Limitations & Future Work

  1. Requires White-Box Access: Intermediate-layer hidden states of the LLM must be accessible, which makes it inapplicable to black-box API models (such as GPT-4, Claude, etc.).
  2. Information Loss from PCA Dimension Reduction: Projecting high-dimensional embeddings to lower-dimensional spaces via PCA may discard crucial information.
  3. Sentence-Level Detection Granularity: Can only determine whether the entire statement contains a hallucination, failing to localize exactly which tokens are inaccurate.

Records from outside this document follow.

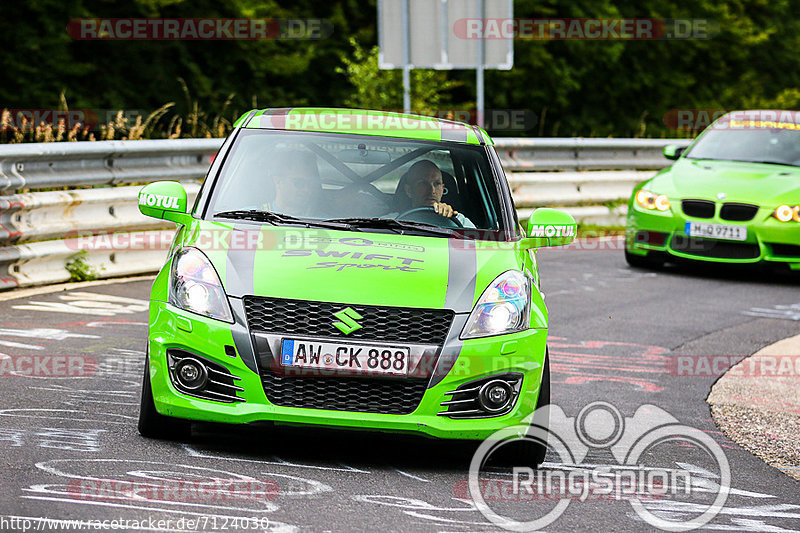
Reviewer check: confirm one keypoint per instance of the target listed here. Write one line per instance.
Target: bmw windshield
(756, 141)
(358, 183)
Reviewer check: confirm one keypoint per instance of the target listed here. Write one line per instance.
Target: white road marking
(412, 476)
(278, 461)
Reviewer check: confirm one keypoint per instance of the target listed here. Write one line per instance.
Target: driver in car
(298, 189)
(424, 186)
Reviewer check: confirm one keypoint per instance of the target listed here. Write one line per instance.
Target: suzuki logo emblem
(348, 317)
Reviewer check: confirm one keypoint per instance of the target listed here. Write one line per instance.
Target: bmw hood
(350, 267)
(752, 183)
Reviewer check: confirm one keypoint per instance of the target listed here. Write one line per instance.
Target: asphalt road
(633, 339)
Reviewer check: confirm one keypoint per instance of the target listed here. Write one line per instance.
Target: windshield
(357, 182)
(757, 144)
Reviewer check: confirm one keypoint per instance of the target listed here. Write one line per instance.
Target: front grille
(698, 208)
(387, 324)
(784, 250)
(714, 248)
(738, 212)
(361, 395)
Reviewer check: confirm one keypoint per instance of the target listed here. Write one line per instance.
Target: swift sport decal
(353, 241)
(405, 264)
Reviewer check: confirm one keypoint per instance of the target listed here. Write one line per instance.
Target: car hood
(351, 267)
(754, 183)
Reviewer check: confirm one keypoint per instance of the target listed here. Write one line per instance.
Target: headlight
(504, 307)
(651, 201)
(785, 213)
(195, 286)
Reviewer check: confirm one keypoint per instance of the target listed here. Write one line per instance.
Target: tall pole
(481, 62)
(406, 58)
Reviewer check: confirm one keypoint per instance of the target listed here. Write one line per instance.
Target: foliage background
(575, 88)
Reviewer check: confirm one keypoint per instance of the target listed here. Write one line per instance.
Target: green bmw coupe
(732, 196)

  4. Training Data Requirements: Labeled dataset collection is required for each LLM to train the Neural DE parameters separately, and cross-model transferability has not yet been validated.
  5. Computational Overhead: Solving Neural DEs (especially with RK4 and the adjoint method) incurs a higher computational cost compared to simple classifiers.

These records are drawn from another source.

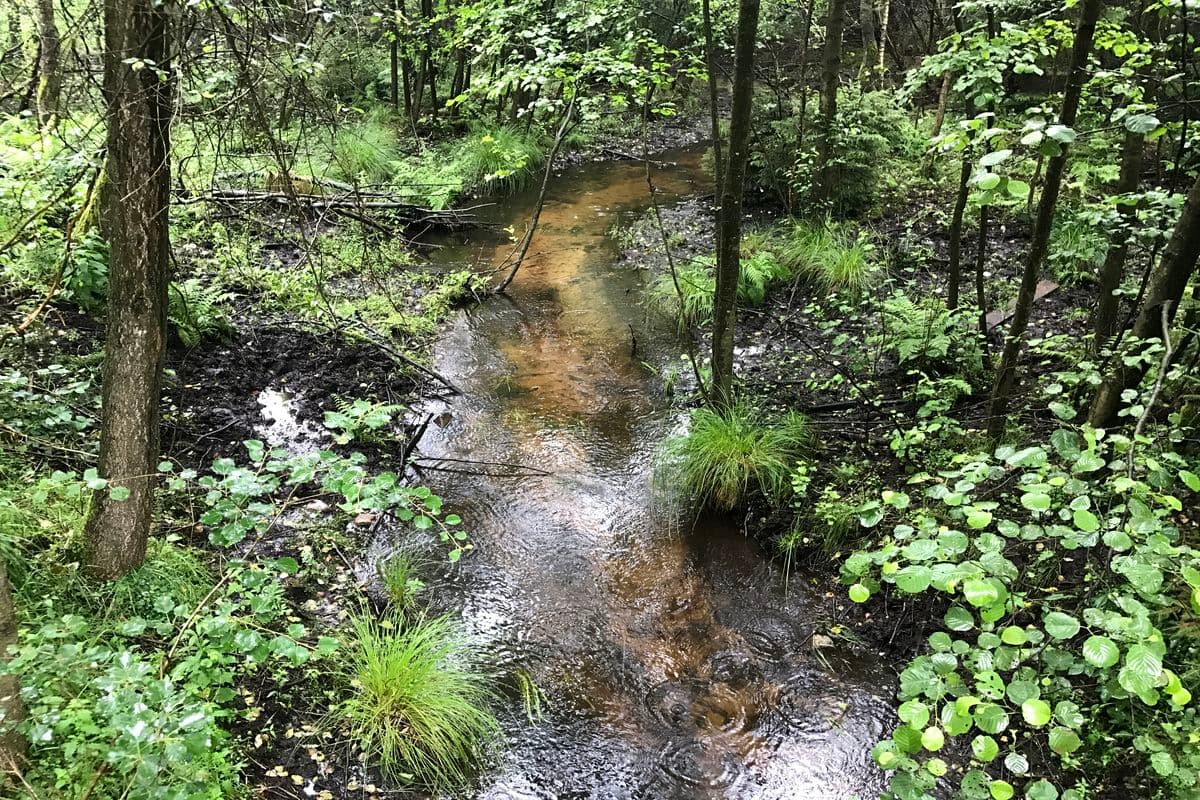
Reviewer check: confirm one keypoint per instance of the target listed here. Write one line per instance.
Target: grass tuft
(725, 457)
(831, 259)
(421, 710)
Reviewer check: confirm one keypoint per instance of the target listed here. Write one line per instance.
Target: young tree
(1104, 324)
(831, 66)
(1006, 373)
(1158, 307)
(729, 214)
(139, 95)
(49, 82)
(12, 710)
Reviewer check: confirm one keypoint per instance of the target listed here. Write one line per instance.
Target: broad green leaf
(1061, 626)
(1036, 713)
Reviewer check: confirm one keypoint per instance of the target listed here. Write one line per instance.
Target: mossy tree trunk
(729, 214)
(139, 97)
(49, 83)
(831, 67)
(1006, 373)
(1163, 294)
(1113, 271)
(12, 710)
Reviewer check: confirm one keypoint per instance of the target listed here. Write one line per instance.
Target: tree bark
(870, 44)
(954, 269)
(135, 220)
(1113, 271)
(12, 710)
(1006, 373)
(831, 66)
(713, 110)
(880, 66)
(1164, 290)
(729, 216)
(49, 84)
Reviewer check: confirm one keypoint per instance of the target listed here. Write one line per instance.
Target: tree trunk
(885, 14)
(713, 110)
(135, 220)
(729, 216)
(523, 247)
(981, 262)
(954, 269)
(12, 710)
(1165, 290)
(870, 44)
(1006, 374)
(831, 65)
(49, 84)
(1107, 304)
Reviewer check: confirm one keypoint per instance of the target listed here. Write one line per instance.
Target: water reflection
(675, 662)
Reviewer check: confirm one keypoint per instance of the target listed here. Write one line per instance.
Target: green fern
(197, 312)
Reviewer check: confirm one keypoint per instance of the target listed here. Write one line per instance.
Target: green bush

  • Hallucination Detection: SAPLMA (Azaria and Mitchell, 2023) trains a classifier utilizing final token hidden states; MIND and Probe@Exact improve feature extraction.
  • Neural DEs: Chen et al. (2018) proposed Neural ODEs for continuous-depth networks; Kidger et al. (2020) introduced Neural CDEs to handle time-series data.
  • LLMs and Dynamical Systems: Lu et al. (2019) first analogized Transformers to ODEs.

Rating

⭐⭐⭐⭐ — Highly novel, representing the first attempt to apply Neural DEs to hallucination detection, backed by a clear theoretical motivation and significant experimental improvements (14%+). While the restriction to white-box access is a major bottleneck, it remains highly valuable for open-source LLM scenarios.